Jay Turvey’s Herman is the closest to a big city persona among the males. This fits, after all, since he’s the one who keeps the taxi dancers focused and geared to sell their dancefloor company at the dance hall. He wears New York abrasiveness, but with heart as a natural quality, and his perpetual doer’s buzz is quite wired. Moreover, he has a stylized musical voice of tonal variety, secure and fluid with even a rich falsetto, so he’s nice to have on stage.

As Oscar, Kyle Blair does a skillfully measured and annoyingly believable take on a young man who is more ordinary that ordinary, an embodiment of paranoid futility. For Charity, Oscar is the latest to be claimed as “the one” and as he sees in her a “virgin” of “purity” their duet of neediness, as a result, is touching. Throughout, he winces at his life. We feel sorry for him, though we wouldn’t want him in the same elevator as we.
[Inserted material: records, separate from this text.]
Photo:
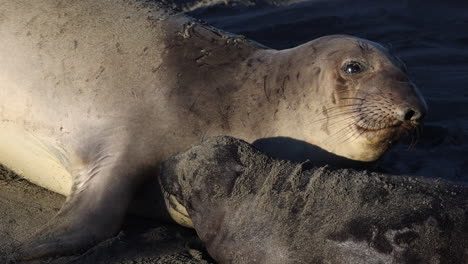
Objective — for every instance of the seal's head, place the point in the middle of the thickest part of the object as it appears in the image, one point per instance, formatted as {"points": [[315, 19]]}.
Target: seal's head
{"points": [[358, 94]]}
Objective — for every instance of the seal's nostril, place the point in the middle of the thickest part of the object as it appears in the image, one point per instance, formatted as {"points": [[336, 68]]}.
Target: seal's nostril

Charity’s two workplace best pals are Melanie Phillipson’s Helene and Kimberley Rampersad’s Nickie, two gals in the dressing room and beyond who, street-smart as they are, pick up on lies and fantasies with quick and compassionate insight. We see them as genuinely friendly, distinctly sexy, worldly-wise no–nonsense women, but dreamers too. Helene, the blonde with a wounded faraway look in her eyes, seems like a gorgeous hot number now beginning her slow decline into worn beauty. Her physical glamour seems like body warmth in a cold world.

Nickie, with good line and legs that go on forever, has probably the best dancing chops on this stage. She’s a dynamic blend of knowing sass and fun, a radiant dancing presence, a woman both hot and cool. Nevertheless, the lives of all three are summarized by another dancer with this quip -“Who dances, we defend ourselves to music”- because the extras, though not included in the price for dances, are sometimes available.

Morris Panych directs not for the effect of bright lights to which so many young and hopeful aspire but, rather, an atmosphere of real people who are hanging on to hope even as they lose it. We are entertained, to be sure, nonstop, by this production, but for Panych the unrelenting pace of life that people live doesn’t stop for dance numbers but instead fits dance into a daily grind for survival. Parker Esse’s choreography, therefore, is often geared more to a mass effect than individual quirkiness, massively busy for a city that is, well, massively busy. People here endure by doing some fun time.

Neil Simon’s book is zippy with much back and forth banter, the kind that fuels a number of short New York City vignettes and brings constant mild eruptions of chuckle in the audience. Try this exchange: “Can you tell me what room Norman Mailer is reading poetry?” “At home, (because) nobody showed up.” I still laugh at that one. We also hear reference to “that big coffee break in the sky.”

Ken MacDonald’s multipurpose set is a gem of concise but imposing encapsulation of the biggest of cities -now a subway, now a club, now a walkway, lots of doors- and because this main structure weighs 8 tons, we subtly feel imposed upon in our private worlds, even squashed. Bonnie Beecher’s lighting, with its looming shadows within both urban landscape and so within human inner lives, gives an air of subtle foreboding and the aftertaste of half-digested despair.

We find ourselves tuned into this engaging production and maybe sense Giulietta Masina from Nights of Cabiria, on which Sweet Charity is based, looking down benevolently. One bonus in this show -no maybe about it- is Paul Sportelli’s orchestra. Very soon we notice a full bodied band displaying their chops to seductively swinging effect, a punchy and brassy drive in irresistible groves that don’t let go. It so easy to move with this music and dance, ourselves, even sitting in our seats.